Top global platinum firms from Lonmin, Impala Platinum and Anglo American Platinum issued a rare joint statement on Tuesday, in a bid to persuade around 80,000 workers not to down tools.
Insisting demands from the Association of Mineworkers and Construction Union for a minimum monthly wage of $1,150 were “unaffordable and unrealistic” the firms said the sector “currently pays amongst the highest entry level wages in the country.”
The union claims entry-level workers currently earn around $460 a month.
The trio warned that previous strikes, rising operating costs and a sharp drop in platinum prices had resulted in the loss of around 11,000 jobs since December 2011.
They also claimed strike action directly cost them $1.2 billion in lost revenue and workers lost $110 million in lost wages over roughly the same period.
Around 134,000 people work in the platinum sector in South Africa — the world’s largest producer.
Gold miners linked to AMCU are also expected to go on strike.
According to Nomura bank analyst Peter Attard Montalto, both AMCU — whose hardline demands helped it recently become the biggest union in the sector — and the platinum firms could use the strikes to further their goals.

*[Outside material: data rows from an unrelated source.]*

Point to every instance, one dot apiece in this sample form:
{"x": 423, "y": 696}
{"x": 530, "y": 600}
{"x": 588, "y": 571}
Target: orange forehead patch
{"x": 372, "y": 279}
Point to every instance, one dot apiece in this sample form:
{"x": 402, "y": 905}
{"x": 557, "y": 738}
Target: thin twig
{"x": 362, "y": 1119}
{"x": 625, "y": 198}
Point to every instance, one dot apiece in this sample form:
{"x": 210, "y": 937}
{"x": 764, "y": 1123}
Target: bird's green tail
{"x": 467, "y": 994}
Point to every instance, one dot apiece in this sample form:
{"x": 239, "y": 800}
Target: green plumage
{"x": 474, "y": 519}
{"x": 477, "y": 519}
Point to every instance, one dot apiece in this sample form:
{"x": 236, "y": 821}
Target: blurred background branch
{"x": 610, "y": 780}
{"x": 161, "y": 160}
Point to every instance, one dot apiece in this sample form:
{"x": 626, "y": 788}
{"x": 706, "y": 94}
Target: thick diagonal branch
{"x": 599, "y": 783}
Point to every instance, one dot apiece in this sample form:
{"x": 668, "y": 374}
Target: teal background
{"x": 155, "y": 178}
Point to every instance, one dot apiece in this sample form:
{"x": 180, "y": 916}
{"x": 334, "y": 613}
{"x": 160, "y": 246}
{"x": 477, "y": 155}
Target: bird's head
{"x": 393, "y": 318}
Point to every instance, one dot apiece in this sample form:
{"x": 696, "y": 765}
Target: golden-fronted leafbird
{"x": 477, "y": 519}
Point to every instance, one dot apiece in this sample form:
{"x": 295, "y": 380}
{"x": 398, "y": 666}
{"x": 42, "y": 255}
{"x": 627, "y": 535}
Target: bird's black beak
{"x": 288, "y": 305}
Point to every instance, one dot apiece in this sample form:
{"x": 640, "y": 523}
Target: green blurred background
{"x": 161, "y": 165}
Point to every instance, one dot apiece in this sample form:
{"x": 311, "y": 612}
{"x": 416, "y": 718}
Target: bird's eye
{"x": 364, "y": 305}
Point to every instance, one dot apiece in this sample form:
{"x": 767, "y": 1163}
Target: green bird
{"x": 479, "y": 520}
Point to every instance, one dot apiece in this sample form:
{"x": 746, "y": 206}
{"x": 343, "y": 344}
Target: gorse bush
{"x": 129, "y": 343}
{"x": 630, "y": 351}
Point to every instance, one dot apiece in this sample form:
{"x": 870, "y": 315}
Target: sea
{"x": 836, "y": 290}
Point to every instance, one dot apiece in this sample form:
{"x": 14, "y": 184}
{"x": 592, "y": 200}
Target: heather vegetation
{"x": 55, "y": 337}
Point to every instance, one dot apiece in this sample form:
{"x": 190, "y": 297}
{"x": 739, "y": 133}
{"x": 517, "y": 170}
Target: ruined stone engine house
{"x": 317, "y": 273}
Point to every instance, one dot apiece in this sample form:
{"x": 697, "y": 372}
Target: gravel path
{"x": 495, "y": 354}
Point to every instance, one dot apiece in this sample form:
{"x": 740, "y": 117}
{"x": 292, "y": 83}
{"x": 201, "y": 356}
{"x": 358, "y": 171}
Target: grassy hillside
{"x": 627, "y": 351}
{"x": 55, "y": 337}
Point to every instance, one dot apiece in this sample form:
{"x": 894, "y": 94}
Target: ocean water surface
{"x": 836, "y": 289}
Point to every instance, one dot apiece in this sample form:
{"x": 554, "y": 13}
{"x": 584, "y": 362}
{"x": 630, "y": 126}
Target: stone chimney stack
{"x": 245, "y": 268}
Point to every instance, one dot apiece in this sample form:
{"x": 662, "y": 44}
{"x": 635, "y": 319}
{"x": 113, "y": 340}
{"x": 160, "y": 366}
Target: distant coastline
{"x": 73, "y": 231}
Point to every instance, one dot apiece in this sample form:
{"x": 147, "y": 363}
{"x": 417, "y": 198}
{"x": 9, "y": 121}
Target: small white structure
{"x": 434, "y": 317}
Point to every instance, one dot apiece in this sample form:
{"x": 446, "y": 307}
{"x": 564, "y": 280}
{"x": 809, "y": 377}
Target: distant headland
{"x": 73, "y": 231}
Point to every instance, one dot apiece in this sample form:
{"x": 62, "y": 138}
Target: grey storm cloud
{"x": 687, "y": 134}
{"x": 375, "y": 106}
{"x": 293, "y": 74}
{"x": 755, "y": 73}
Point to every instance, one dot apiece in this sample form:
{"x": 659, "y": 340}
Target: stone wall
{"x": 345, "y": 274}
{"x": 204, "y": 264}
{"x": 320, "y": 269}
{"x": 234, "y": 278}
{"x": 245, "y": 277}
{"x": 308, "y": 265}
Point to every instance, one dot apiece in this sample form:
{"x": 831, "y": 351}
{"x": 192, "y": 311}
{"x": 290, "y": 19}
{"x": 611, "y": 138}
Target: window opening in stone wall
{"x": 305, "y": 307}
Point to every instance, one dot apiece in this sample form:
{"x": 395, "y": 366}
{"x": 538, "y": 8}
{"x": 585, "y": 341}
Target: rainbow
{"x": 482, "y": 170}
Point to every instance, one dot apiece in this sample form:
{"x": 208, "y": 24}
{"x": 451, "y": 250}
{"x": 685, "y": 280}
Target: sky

“AMCU must also show to its members, other unions and mining companies that its structures are in place and that it is the real deal,” he said.
“The companies are also likely to try to use this opportunity to reset things – be it deal with job cuts or an extended shutdown that enhances forward margins.”
Meanwhile the South African government, heading to elections expected in the first half of the year, has rallied to limit the impact of any stoppage.
On Tuesday it urged the strikers to ensure that their protests are peaceful and short, amid fears over violence and damage to the economy.
“Whilst workers have the right to protest, as enshrined in the Constitution of the Republic, we encourage the protest to be within the confines of the law,” said government spokeswoman Phumla Williams.
Giving an annual address to organised labour Tuesday, South Africa’s labour minister Mildred Oliphant called for union leaders to take a firm stand against protest violence and to look again at “the wisdom of prolonged strikes.”
“After a certain period of sustained action, the strike ceases to be a weapon for workers interests but an arrow that inflicts pain and wounds in the workers themselves,” she said.
In 2013 strikes in the mining, automotive and transport sectors trimmed already modest growth in Africa’s largest economy.
The only way is up
Oliphant acknowledged that the last year was “highly contested” and “marked by conflict and controversy” in terms of labour relations.
But, she said, things can only improve.
“It can only get better from here and that will be possible if we make a commitment to work together in addressing the many challenges that face us.”
The strikes come against the backdrop of a country with soaring inequality and high unemployment, which officially stands at 25 percent.
The African National Congress-led government hopes to create 2.8 million new jobs by 2015, but its reform efforts have been thwarted by the left wing and union allies.
Oliphant dismissed calls from the International Monetary Fund and others for South Africa to implement labour reforms quickly.
“There are also some who are clearly of the view that our labour legislation is too restrictive and that the South African labour market is over-regulated. We certainly don’t think so.”
That is unlikely to sit well with investors, who have labelled South Africa one of the “fragile five” economies — along with Brazil, India, Indonesia and Turkey.